Le ministère de la Défense a communiqué différents éléments sur les deux officiers-mariniers du commando Hubert :

Né en 1986, le maître Cédric de Pierrepont est originaire du Morbihan. Il entre dans la Marine nationale en 2004, au sein des équipages de la flotte. Il intègre en 2005 la spécialité de fusilier marin et se distingue en terminant premier sur quarante-sept de son cours de Brevet élémentaire.

Un an et demi plus tard, il réussit le stage commando. Il est ensuite affecté au commando de Penfentenyo où il est promu au grade de second-maître et obtient son brevet d’aptitude technique fusilier marin-commando. En août 2012, il réussit le cours de nageur de combat puis rallie le commando Hubert. Il y occupait les fonctions de chef de groupe commando depuis le 1er avril 2018.

Le maître de Pierrepont était pacsé. Il cumulait 15 ans de service au cours desquels il a plusieurs fois été engagé sur des théâtres d’opérations en Méditerranée, au Levant et au Sahel ; théâtre sur lequel il était déployé depuis le 30 mars dernier.
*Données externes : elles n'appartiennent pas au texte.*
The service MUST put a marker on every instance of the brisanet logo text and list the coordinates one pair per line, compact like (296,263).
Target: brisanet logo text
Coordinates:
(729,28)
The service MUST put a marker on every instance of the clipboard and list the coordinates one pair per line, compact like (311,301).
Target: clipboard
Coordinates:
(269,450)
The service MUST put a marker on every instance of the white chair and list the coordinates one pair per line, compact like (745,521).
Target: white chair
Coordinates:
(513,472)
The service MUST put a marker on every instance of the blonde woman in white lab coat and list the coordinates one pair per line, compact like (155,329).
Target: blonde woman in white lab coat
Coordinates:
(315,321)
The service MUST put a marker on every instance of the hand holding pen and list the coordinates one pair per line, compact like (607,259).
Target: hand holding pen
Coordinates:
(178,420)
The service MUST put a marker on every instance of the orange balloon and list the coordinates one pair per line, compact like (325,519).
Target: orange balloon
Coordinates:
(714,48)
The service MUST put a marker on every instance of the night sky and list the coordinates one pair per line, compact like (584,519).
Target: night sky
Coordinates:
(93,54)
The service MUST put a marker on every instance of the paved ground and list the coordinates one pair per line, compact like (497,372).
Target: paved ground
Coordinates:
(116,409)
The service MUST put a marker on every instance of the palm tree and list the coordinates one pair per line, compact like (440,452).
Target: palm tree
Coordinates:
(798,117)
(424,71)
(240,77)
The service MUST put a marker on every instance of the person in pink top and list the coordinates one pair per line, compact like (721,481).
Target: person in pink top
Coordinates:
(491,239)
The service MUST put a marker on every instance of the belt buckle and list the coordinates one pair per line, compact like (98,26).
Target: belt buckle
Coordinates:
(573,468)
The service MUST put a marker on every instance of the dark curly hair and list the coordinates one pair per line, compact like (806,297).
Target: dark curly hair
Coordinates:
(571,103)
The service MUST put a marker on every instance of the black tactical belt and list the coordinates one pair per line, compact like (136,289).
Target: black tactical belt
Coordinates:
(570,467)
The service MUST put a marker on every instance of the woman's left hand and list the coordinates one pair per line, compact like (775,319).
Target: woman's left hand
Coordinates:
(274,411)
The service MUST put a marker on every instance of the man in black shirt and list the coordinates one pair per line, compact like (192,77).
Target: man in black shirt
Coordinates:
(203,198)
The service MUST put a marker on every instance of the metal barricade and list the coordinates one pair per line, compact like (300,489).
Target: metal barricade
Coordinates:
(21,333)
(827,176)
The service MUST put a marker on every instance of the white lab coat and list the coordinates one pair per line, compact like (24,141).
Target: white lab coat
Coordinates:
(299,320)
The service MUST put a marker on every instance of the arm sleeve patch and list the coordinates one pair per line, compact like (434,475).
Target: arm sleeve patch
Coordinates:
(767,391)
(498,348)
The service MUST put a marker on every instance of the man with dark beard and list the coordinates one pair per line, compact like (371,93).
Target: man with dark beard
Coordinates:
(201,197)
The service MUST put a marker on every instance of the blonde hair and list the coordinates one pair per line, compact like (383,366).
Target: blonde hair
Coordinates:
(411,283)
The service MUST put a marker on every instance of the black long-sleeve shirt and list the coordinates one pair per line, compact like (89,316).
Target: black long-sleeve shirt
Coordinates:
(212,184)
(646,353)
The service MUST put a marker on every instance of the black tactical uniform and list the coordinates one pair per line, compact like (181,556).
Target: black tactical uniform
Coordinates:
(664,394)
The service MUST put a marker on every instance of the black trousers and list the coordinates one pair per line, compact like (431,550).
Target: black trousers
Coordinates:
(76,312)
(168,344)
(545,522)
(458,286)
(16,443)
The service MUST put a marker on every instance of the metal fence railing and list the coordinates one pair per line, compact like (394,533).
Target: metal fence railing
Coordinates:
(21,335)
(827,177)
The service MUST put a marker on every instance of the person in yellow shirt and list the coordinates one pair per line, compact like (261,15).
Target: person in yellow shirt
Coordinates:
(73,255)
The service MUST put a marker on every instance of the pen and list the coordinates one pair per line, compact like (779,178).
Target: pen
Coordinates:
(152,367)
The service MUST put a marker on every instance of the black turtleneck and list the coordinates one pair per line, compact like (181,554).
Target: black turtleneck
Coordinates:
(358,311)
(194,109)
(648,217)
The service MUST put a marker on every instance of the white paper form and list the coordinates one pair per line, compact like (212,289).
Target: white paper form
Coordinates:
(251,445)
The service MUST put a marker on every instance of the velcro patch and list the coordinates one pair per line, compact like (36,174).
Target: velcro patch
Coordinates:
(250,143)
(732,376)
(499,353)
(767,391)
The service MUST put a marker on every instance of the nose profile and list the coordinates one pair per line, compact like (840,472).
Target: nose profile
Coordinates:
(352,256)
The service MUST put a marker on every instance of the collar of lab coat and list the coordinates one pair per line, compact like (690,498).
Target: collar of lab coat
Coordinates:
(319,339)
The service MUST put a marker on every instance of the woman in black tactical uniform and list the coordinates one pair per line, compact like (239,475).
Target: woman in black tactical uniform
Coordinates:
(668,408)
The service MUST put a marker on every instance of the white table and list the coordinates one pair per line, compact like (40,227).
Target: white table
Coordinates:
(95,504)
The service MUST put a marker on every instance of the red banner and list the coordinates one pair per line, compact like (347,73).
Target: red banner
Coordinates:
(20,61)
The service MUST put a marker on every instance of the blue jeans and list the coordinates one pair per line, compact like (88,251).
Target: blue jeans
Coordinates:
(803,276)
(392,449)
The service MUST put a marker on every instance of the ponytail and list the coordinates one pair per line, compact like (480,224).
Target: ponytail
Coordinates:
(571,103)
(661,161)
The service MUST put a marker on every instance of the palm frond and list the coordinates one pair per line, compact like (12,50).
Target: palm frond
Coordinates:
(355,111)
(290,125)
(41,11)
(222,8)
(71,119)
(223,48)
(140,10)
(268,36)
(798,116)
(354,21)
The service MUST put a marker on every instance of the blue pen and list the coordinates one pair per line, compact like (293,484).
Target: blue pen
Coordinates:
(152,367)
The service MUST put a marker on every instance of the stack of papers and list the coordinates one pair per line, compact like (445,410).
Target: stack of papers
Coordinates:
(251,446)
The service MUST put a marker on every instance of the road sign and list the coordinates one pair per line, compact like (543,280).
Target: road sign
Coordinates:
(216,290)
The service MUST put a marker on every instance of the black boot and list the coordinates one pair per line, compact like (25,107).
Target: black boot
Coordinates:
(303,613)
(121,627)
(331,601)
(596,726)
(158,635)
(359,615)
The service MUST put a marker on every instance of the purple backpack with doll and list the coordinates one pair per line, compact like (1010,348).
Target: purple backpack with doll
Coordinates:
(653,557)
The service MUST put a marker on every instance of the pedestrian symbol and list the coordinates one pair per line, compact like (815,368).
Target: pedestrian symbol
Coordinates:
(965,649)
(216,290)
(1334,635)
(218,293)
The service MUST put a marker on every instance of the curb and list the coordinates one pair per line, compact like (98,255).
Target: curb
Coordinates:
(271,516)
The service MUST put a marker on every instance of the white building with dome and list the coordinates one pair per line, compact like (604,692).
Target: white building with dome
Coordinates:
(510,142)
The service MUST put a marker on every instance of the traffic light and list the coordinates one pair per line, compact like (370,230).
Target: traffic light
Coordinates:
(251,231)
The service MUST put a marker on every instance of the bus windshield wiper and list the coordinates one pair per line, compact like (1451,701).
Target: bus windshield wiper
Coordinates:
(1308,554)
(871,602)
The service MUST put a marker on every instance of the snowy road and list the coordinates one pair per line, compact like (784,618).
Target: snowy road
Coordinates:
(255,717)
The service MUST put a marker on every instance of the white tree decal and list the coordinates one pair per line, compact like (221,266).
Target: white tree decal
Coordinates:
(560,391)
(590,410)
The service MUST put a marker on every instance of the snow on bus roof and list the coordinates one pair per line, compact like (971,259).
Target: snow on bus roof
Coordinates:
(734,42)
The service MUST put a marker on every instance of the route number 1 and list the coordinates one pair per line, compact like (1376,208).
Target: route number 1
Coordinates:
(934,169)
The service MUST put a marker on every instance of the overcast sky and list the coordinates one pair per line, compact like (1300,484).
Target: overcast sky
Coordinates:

Il était titulaire de quatre citations (à l’ordre du régiment, de la brigade et de la division) avec attribution de la Croix de la Valeur Militaire et d’une citation à l’ordre de la Brigade avec attribution de la Médaille d’or de la Défense nationale. Il était en outre décoré entre autres de la Médaille d’or de la défense nationale « Nageur de combat – Missions d’opérations extérieures » et de la médaille d’Outre-mer avec agrafes Sahel et Liban.

Le maître Alain Bertoncello, né en 1991, est originaire de Savoie. Il entrée dans la Marine nationale en rejoignant l’école de maistrance le 14 février 2011. Il choisit le 1er mars 2012 la spécialité de fusilier marin et réussit le stage commando la même année. Après 5 ans au commando Jaubert, il obtient le brevet de nageur de combat et rejoint le commando Hubert basé à Saint-Mandrier dans le Var, où il était affecté depuis juillet 2017.

Après son entrée au sein des commandos marine, le maître Bertoncello a participé à des missions de défense des intérêts maritimes français aux Seychelles (protection des thoniers) et à plusieurs opérations extérieures au Qatar, au Levant et au Sahel  ; théâtre sur lequel il était engagé depuis le 30 mars dernier. Le maître Bertoncello était pacsé. Il cumulait plus de 7 ans de service au sein de la Marine nationale. Il était titulaire d’une citation à l’ordre du régiment avec attribution de la Médaille d’or de la Défense nationale et était décoré de la Médaille d’Outre-mer pour le Moyen-Orient ainsi que de la Médaille d’argent de la Défense nationale.

Depuis 2004, le commandement des opérations spéciales (COS) a perdu 29 commandos dont 7 appartenaient à la FORFUSCO (force maritime des fusiliers marins et commandos) dont l’état-major est basé à Lorient.